# Invertibility of 3x3 matrix.

• Feb 9th 2011, 11:44 PM
ice_syncer
Invertibility of 3x3 matrix.
there is a 3 X 3 matrix ,
A = [ a b c]
[ b c a ]
[ c a b]
where a , b c are all distinct... can you prove that a + b + c is not 0 ?
the actual question is to prove whether it is invertible. If it is invertible, then its determiniant should not be 0 right? so I got |A| as -(a^3 + b^3 + c^3 ) + 3abc .. which is equal to -(a+b+c)(a^2 + b^2 + c^2 - ab - bc -ca ) which can be factored to
-1/sqrt(2) * (a+b+c)((a-b)^2 + (b-c)^2 + (c-a)^2)

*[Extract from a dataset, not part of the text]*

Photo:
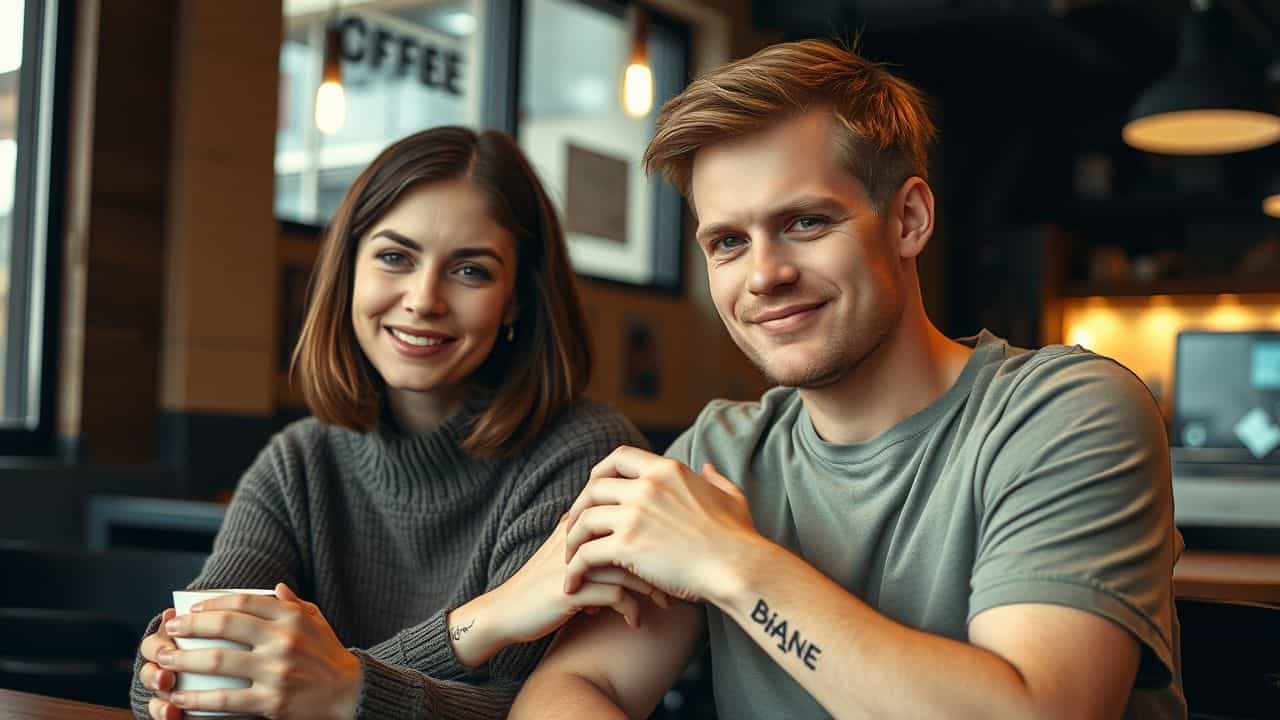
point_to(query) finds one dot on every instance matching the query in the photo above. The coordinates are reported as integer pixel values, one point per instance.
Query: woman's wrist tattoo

the second part cant be zero as a, b, c are distinct.... so I have to prove that a + b + c is also not 0..
• Feb 10th 2011, 03:03 AM
mr fantastic
Quote:

Originally Posted by ice_syncer
there is a 3 X 3 matrix ,
A = [ a b c]
[ b c a ]
[ c a b]
where a , b c are all distinct... can you prove that a + b + c is not 0 ?
the actual question is to prove whether it is invertible. If it is invertible, then its determiniant should not be 0 right? so I got |A| as -(a^3 + b^3 + c^3 ) + 3abc .. which is equal to -(a+b+c)(a^2 + b^2 + c^2 - ab - bc -ca ) which can be factored to
-1/sqrt(2) * (a+b+c)((a-b)^2 + (b-c)^2 + (c-a)^2)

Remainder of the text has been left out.